Se fondant sur le nettoyage ethnique mené par l’Azerbaïdjan contre le peuple de l’Artsakh, le mouvement des Européens pour l’Artsakh a demandé au CIO d’interdire à l’Azerbaïdjan d’être représenté en tant qu’État lors des prochains Jeux olympiques et d’autoriser uniquement les athlètes azerbaïdjanais à concourir sous une bannière neutre. L’appel a été lancé dans le contexte du déplacement forcé de 120 000 Arméniens de l’Artsakh, en septembre 2023, de leurs terres ancestrales en raison des politiques génocidaires et du nettoyage ethnique de l’Azerbaïdjan. Le mouvement « Europeans for Artsakh » compte sur une position claire du Comité international olympique, dans la mesure où l’absence de mesures compromet la pleine signification des Jeux olympiques et ouvre la voie à des États en guerre.

Le mouvement « Europeans for Artsakh » se prépare à élargir son réseau international et d’ici l’été 2023, la liste des plus de 500 organisations européennes qui se sont jointes à ses revendications sera complétée par de nombreuses organisations arméniennes et étrangères.

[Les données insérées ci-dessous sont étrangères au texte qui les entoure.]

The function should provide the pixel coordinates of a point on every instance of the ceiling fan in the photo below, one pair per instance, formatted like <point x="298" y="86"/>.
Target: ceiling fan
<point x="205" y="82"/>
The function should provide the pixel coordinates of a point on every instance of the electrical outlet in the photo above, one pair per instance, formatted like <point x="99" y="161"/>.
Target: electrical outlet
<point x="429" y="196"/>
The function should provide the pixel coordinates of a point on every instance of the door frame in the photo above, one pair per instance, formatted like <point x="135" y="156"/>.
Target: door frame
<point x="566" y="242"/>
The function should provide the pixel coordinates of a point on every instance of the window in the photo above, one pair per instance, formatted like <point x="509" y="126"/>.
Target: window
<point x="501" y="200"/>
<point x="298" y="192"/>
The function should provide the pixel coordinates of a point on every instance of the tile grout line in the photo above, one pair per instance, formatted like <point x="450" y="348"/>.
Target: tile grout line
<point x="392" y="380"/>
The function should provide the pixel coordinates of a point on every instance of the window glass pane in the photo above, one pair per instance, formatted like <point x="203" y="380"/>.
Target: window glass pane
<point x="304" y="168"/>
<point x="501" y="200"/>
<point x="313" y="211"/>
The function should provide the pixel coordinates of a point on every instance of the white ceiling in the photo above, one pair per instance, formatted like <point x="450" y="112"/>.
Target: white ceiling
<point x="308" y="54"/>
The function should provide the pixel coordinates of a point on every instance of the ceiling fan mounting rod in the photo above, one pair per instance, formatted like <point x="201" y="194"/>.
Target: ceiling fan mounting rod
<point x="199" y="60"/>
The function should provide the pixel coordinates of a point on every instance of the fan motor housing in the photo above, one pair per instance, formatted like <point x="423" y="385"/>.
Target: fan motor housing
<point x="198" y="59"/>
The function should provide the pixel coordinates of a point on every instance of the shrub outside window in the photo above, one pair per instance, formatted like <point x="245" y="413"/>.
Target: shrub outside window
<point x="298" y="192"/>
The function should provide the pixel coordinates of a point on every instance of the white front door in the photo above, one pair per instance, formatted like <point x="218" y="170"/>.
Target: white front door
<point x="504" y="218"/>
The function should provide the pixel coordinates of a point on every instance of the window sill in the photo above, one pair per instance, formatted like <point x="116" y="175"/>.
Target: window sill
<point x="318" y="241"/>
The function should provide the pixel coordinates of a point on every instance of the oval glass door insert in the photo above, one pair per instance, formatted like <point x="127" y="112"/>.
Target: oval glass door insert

Bientôt, nous verrons une nouvelle lettre de revendication adressée aux dirigeants de l’Union européenne et des pays européens et une nouvelle liste de centaines d’organisations qui s’y joindront.

Certes, il serait heureux que des dizaines de milliers de nos compatriotes, inspirés par le mouvement « Europeans for Artsakh », se lèvent pour défendre les droits de l’Artsakh et des Arméniens en général, tant dans la Patrie que dans les différentes communautés de la diaspora.